Deletion of the 22 C-terminal amino acid residues leads to unfolding of the C-terminal domain of NisI. Overlay of ¹⁵N-TROSY-HSQC spectra of full-length NisI (NisI-(2–226)) (light gray), the C-terminal deletion mutant of NisI (NisI-(2–204)) (black), and the C-terminal deletion mutant of the isolated C-terminal domain (NisI-(97–204)) (orange). A schematic representation of the secondary structure of full-length NisI is shown atop a schematic representation of the NMR constructs below the spectral overlay with the same color-coding as used for the spectra.

FIGURE 11.

Model representation of the solution conformational ensemble of NisI in different functional states. Free NisI consists of a conformational ensemble with prevalent interdomain interactions at low salt concentrations.
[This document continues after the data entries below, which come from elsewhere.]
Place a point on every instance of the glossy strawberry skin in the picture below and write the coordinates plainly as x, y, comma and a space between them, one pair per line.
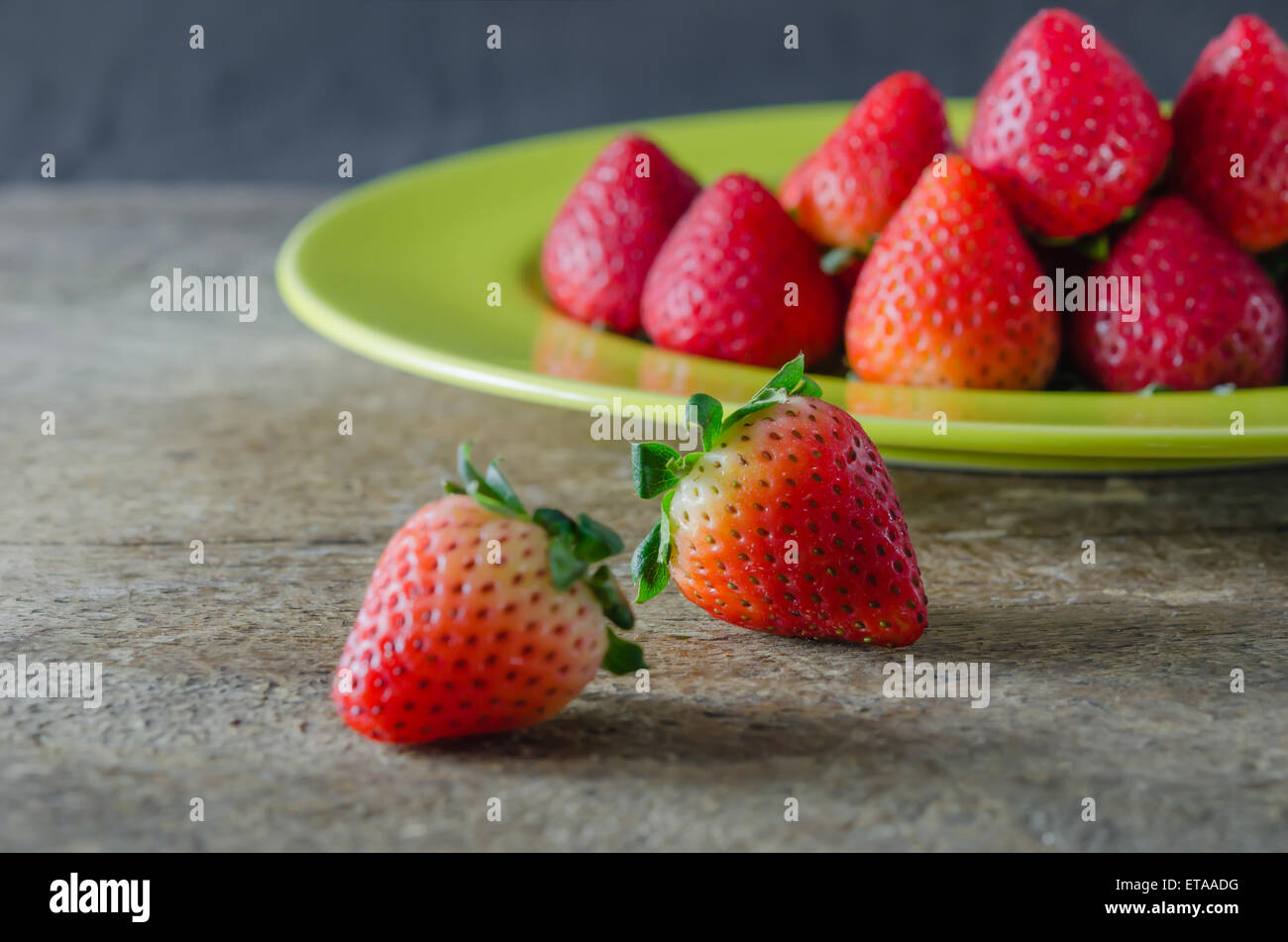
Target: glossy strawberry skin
720, 288
802, 471
449, 644
845, 192
1235, 102
947, 295
1070, 136
608, 231
1209, 314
The membrane interaction and nisin binding surfaces of the N- and C-terminal domains are partially shielded in this state. At higher salt concentrations, more open conformations without interdomain interactions dominate the conformational ensemble. Nisin binding or membrane interactions compete with interdomain interactions and might thereby lead to conformational ensembles with reduced interdomain interactions.